I noticed something interesting when trying to port a torch-trained model to tensorflow (TF). When the output channels of a PixelShuffle operation are greater than one, the corresponding depth_to_space function in TF is not equivalent (Note: I convert the input to TF to NHWC and the output back to NCHW). I was wondering whether this expected behavior OR there is a misunderstanding?
Specifically,
# Torch
torch_out = nn.PixelShuffle(2)(input)
and
# TF/Keras
input = np.transpose(input, (0, 2, 3, 1)) // Convert to NHWC
keras_input = keras.layers.Input(shape=input.shape[1:])
keras_d2s = keras.layers.Lambda(lambda x: tf.nn.depth_to_space(x, 2))(input)
...
keras_out = np.transpose(keras_d2s, (0, 3, 1, 2)) // Convert back to NCHW
and
keras_out != torch_out
Here is a testbench:
import numpy as np
import torch
import tensorflow as tf
from torch import nn
from tensorflow import keras
class Shuffle(nn.Module):
def __init__(self, s, k, ic):
super(Shuffle, self).__init__()
self.shuffle = nn.PixelShuffle(s)
def forward(self, inputs):
return self.shuffle(inputs)
def main():
sz = 4
h = 3
w = 3
k = 3
ic = 8
s = 2
input = np.arange(0, ic * h * w, dtype=np.float32).reshape(ic, h, w)
input = input[np.newaxis]
torch_input = torch.from_numpy(input)
shuffle_model = Shuffle(s, k, ic)
shuffle_out = shuffle_model(torch_input).detach().numpy()

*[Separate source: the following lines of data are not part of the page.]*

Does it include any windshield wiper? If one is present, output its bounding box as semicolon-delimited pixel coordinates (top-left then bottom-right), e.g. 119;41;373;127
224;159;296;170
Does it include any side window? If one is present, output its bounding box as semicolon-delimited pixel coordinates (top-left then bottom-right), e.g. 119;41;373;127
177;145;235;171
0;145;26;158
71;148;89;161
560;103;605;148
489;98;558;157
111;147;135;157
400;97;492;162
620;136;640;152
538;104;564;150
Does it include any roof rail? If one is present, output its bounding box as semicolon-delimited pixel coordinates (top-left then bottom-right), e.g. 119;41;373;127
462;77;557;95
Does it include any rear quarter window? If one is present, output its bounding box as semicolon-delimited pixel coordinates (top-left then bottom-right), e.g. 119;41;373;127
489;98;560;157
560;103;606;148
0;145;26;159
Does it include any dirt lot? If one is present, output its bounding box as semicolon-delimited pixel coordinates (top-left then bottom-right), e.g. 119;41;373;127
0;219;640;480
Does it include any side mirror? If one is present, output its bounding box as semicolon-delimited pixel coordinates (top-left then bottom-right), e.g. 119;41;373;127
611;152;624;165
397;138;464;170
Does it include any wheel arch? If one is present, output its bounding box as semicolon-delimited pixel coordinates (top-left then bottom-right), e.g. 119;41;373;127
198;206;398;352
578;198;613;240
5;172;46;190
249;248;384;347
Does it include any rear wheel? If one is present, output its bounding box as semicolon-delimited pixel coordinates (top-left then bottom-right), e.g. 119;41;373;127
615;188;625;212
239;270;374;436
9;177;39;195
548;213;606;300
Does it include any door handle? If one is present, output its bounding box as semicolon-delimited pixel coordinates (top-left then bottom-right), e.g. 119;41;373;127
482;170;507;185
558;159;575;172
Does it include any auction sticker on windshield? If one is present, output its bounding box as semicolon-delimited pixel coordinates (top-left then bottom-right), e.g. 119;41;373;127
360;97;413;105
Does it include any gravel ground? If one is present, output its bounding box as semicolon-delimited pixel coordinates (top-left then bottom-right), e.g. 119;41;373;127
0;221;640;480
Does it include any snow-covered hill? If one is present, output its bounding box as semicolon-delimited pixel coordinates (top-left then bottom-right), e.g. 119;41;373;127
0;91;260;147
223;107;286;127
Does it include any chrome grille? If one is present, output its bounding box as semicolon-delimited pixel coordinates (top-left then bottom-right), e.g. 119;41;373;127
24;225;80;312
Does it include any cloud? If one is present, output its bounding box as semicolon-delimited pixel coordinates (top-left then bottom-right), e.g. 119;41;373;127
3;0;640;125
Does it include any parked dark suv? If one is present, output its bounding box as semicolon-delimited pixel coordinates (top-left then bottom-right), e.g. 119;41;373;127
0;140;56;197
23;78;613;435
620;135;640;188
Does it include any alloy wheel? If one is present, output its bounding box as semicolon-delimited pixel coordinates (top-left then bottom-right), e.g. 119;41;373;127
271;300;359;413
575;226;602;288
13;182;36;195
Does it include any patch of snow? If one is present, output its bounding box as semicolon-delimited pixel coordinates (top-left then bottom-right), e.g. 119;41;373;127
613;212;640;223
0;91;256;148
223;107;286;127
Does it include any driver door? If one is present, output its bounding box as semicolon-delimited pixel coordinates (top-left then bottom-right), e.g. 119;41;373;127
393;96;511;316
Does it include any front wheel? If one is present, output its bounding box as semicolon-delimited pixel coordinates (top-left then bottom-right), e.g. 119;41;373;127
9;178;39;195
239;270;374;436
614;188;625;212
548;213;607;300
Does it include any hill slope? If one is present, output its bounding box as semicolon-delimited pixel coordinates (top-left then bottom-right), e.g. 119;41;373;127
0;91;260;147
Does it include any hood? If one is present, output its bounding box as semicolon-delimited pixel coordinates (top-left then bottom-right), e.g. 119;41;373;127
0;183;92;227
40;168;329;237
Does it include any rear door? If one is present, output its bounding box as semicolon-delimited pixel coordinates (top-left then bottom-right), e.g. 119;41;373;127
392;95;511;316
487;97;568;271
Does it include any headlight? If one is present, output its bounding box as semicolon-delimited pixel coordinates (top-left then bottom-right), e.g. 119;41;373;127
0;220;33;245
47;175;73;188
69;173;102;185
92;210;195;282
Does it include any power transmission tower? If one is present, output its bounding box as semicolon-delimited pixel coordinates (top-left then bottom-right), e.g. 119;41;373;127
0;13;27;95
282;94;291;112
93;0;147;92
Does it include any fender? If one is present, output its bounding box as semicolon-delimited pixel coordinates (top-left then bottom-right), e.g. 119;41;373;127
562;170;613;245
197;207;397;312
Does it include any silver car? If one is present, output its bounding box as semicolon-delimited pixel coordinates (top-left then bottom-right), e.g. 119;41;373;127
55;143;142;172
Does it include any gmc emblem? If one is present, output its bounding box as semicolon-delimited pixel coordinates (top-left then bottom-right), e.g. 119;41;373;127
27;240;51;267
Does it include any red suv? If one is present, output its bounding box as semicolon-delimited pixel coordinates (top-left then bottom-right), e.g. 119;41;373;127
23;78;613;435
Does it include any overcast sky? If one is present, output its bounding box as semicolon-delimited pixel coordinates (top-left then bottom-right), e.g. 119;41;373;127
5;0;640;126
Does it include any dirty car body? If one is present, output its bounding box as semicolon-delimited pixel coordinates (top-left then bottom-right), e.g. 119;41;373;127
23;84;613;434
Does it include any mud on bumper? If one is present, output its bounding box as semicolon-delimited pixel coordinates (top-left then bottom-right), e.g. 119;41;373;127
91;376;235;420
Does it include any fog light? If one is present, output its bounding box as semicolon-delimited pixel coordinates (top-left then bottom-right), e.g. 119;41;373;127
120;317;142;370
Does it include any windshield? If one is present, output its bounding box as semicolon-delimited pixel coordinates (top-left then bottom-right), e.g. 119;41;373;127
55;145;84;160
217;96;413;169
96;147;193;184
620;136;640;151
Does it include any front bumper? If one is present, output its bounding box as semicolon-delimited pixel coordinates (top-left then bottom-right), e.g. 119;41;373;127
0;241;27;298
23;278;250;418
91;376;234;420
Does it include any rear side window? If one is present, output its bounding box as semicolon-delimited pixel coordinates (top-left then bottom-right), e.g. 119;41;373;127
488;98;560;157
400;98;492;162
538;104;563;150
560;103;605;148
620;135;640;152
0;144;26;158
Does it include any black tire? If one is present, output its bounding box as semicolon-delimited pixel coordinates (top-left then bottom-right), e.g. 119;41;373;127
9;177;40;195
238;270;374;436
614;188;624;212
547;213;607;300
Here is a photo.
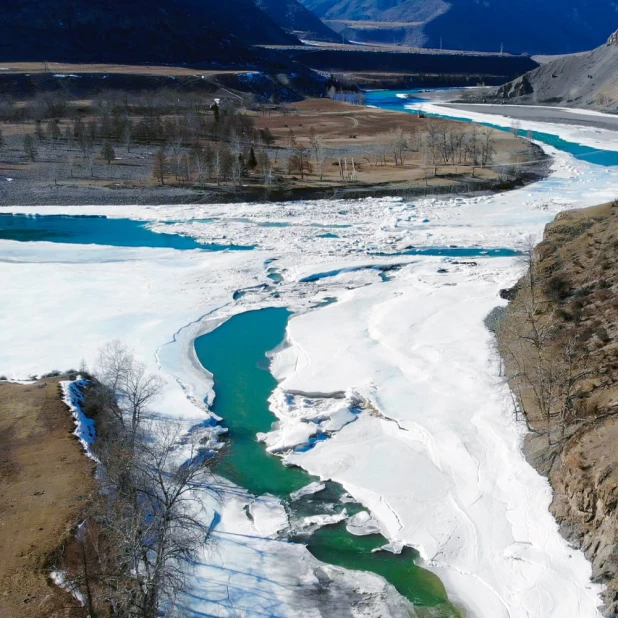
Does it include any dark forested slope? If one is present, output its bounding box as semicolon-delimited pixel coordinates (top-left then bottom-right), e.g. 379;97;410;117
301;0;618;54
0;0;298;64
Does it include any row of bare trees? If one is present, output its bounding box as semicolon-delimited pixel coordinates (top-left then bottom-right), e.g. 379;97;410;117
497;240;596;446
70;341;209;618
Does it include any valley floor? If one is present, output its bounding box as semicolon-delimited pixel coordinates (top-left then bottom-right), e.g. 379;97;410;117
0;98;618;618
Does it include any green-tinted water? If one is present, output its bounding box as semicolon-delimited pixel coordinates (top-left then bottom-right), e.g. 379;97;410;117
195;308;460;618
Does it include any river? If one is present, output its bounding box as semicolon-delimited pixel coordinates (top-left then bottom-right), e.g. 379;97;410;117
0;93;618;618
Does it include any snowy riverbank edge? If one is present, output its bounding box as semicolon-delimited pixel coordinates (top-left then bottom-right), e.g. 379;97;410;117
2;103;616;618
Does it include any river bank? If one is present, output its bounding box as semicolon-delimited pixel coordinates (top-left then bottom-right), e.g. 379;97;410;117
498;202;618;618
0;94;618;618
0;98;548;206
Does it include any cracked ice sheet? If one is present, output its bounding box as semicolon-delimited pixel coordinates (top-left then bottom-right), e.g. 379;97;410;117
0;241;268;421
412;103;618;150
2;146;618;256
0;236;414;618
275;258;599;618
181;481;416;618
0;121;618;618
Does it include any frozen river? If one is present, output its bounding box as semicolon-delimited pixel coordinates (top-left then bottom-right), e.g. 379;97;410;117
0;97;618;618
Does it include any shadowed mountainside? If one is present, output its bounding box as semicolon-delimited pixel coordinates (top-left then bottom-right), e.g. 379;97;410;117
498;202;618;618
0;0;298;64
301;0;618;54
256;0;341;43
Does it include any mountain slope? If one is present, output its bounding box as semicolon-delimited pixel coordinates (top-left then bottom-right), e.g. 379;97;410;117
301;0;618;54
495;32;618;110
0;0;298;63
256;0;341;43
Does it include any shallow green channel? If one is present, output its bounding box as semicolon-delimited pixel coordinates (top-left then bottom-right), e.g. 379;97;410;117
195;308;461;618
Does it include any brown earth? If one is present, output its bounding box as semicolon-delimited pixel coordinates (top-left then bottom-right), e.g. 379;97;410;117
0;378;94;618
0;99;547;205
499;202;618;618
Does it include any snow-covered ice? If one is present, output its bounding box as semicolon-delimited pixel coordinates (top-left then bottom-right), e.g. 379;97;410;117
60;376;99;461
0;103;618;618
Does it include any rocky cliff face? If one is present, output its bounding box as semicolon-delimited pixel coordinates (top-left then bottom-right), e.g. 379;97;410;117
498;202;618;618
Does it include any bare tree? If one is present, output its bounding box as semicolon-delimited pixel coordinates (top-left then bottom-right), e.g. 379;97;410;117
152;148;167;186
288;144;313;180
24;134;38;163
101;140;116;165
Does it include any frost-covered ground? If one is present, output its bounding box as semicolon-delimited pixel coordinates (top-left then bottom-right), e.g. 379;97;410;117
0;110;618;618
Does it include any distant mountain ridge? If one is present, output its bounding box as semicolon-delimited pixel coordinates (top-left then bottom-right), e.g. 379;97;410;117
256;0;341;43
494;31;618;111
301;0;618;54
0;0;299;64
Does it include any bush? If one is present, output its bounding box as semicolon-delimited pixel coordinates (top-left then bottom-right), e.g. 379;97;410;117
545;273;571;303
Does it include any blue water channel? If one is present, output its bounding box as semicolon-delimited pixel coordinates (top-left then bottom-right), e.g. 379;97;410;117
365;90;618;167
195;308;461;618
0;213;254;251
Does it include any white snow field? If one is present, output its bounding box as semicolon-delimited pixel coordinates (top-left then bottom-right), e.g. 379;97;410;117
0;110;618;618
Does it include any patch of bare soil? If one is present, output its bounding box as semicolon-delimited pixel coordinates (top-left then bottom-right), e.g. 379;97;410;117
0;378;94;618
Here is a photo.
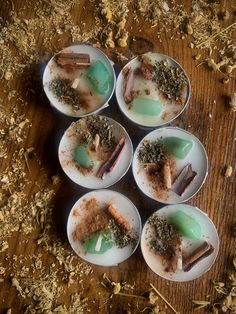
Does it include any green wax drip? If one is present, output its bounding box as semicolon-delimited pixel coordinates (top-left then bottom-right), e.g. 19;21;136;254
170;210;202;240
84;230;113;254
161;136;193;159
75;144;93;168
86;60;110;95
132;97;162;116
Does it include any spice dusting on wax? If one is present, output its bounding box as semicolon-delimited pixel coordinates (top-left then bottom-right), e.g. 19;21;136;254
49;77;81;112
153;60;187;104
73;198;138;254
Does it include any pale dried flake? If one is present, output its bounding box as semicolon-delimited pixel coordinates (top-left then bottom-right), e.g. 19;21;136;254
192;300;211;310
148;290;159;305
0;241;9;253
4;71;12;81
225;165;233;178
233;256;236;270
11;277;25;298
0;266;6;275
112;282;121;294
229;93;236;111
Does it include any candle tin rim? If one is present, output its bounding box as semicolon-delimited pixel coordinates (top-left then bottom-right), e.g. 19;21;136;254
58;115;134;190
132;126;209;205
115;52;191;130
42;44;116;118
66;189;142;267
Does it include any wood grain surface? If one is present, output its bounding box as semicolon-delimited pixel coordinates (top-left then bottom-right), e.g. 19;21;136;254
0;0;236;314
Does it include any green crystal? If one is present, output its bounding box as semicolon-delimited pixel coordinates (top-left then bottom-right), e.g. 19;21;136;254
170;210;202;240
161;136;193;159
84;230;113;254
86;60;110;95
132;97;162;116
75;144;93;168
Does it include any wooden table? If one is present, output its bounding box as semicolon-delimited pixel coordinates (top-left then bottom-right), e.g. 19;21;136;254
0;0;236;314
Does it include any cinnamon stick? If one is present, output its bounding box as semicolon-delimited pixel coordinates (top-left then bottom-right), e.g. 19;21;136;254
171;164;197;196
96;137;125;178
183;241;214;271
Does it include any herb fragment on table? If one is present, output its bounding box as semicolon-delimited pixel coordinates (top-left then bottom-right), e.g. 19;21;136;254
77;116;116;149
225;166;233;178
229;93;236;111
153;60;187;101
49;77;80;112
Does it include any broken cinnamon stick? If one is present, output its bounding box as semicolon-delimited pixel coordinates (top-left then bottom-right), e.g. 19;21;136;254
171;164;197;196
56;52;90;69
183;241;214;271
107;205;131;231
124;68;134;104
163;161;171;189
96;137;125;179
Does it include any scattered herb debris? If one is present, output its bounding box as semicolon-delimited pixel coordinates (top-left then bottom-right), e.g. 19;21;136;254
77;116;116;149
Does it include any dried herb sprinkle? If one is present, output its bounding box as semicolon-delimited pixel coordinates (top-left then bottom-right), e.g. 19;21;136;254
153;60;187;100
49;77;80;112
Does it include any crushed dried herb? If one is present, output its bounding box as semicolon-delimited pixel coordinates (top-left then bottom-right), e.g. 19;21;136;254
153;60;187;100
49;77;80;112
77;116;116;149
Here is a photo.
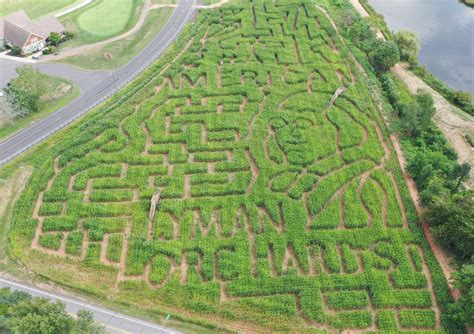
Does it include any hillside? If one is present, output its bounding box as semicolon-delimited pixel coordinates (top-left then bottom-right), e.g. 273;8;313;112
10;0;458;333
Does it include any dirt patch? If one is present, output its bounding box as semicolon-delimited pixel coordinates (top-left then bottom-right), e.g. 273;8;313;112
392;64;474;188
0;167;31;223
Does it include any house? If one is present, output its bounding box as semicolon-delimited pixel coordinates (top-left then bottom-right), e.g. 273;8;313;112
0;10;65;54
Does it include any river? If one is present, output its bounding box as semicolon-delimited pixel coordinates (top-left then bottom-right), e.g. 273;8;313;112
369;0;474;95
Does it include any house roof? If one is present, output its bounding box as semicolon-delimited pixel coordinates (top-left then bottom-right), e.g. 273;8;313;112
0;10;65;47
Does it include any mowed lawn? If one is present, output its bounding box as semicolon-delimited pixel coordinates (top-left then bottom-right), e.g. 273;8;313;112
77;0;134;36
0;0;79;19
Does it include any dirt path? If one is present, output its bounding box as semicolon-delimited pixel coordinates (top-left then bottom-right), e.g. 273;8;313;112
40;0;229;62
392;64;474;188
0;168;31;250
350;0;466;298
390;135;460;299
350;0;474;188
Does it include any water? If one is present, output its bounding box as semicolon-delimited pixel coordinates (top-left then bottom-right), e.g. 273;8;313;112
369;0;474;94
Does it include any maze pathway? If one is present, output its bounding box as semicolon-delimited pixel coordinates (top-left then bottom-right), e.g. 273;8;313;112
15;1;441;331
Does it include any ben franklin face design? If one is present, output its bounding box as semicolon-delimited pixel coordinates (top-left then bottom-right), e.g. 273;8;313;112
270;115;317;166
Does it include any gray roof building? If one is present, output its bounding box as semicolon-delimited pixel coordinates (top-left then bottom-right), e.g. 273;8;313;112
0;10;65;49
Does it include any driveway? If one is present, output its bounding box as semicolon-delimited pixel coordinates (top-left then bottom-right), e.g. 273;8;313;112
0;58;110;94
0;278;180;334
0;0;195;166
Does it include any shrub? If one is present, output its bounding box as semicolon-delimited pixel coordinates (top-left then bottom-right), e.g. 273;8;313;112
369;40;400;72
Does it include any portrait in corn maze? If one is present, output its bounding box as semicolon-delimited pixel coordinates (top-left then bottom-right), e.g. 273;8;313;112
10;0;462;333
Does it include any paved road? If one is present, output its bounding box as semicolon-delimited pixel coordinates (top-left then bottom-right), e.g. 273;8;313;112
0;0;195;166
0;59;110;95
0;278;180;334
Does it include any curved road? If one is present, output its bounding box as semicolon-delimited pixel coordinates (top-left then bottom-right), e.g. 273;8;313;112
0;278;180;334
0;0;195;166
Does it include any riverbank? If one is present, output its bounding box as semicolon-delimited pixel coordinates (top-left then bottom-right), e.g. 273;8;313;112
350;0;474;189
461;0;474;7
350;0;474;298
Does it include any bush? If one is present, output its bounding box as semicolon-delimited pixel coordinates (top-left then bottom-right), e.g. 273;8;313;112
5;66;46;113
11;45;22;55
395;29;420;64
63;31;76;41
453;91;472;109
369;40;400;71
43;45;56;55
425;191;474;261
449;257;474;326
48;32;62;46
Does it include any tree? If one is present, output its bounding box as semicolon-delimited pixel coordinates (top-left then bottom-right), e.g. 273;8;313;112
6;298;74;334
400;103;421;138
449;257;474;326
370;40;400;71
416;91;436;132
395;29;420;64
11;45;21;56
454;91;472;108
425;190;474;261
48;32;61;46
4;66;46;113
0;289;105;334
450;162;471;191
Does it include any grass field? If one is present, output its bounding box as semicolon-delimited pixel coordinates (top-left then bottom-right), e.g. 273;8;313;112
9;0;462;333
61;0;143;49
77;0;133;37
0;0;79;19
60;8;173;70
0;74;80;140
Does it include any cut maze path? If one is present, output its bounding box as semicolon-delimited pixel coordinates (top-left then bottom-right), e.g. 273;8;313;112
7;0;460;333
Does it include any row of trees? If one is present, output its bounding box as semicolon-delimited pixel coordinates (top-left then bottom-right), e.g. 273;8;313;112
348;12;474;325
0;66;47;121
0;289;105;334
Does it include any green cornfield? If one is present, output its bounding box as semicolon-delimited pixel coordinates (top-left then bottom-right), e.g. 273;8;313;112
10;0;462;333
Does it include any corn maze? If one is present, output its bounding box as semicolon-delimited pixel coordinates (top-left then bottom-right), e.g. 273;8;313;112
13;1;443;332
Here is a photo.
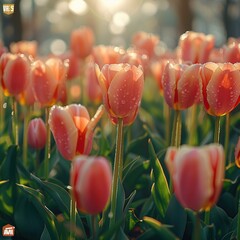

print('Shuffle out:', shuffle_out.shape)
print(shuffle_out)
input = np.transpose(input, (0, 2, 3, 1))
keras_input = keras.layers.Input(shape=input.shape[1:])
keras_d2s = keras.layers.Lambda(lambda x: tf.nn.depth_to_space(x, s))(keras_input)
keras_model = keras.Model(keras_input, keras_d2s)
keras_out = keras_model.predict(input)
keras_out = np.transpose(keras_out, (0, 3, 1, 2))
print('Keras out:', keras_out.shape)
print(keras_out)
equal = np.allclose(shuffle_out, keras_out)
print('Equal?', equal)
if __name__ == '__main__':
main()
They are indeed different. If you want them to match you need to shuffle the channels of one of the inputs. Or if the pixelshuffle/depth_to_space layer follows a convolution layer you can shuffle the channels of the weights of the convolution. Specifically, if oc
is the number of output channels and s
is the block_size
then you need to permute the channels of the convolution's weights in TF using [i + oc * j for i in range(oc) for j in range(s ** 2)]
(yields something like [0, 2, 4, 1, 3, 5]).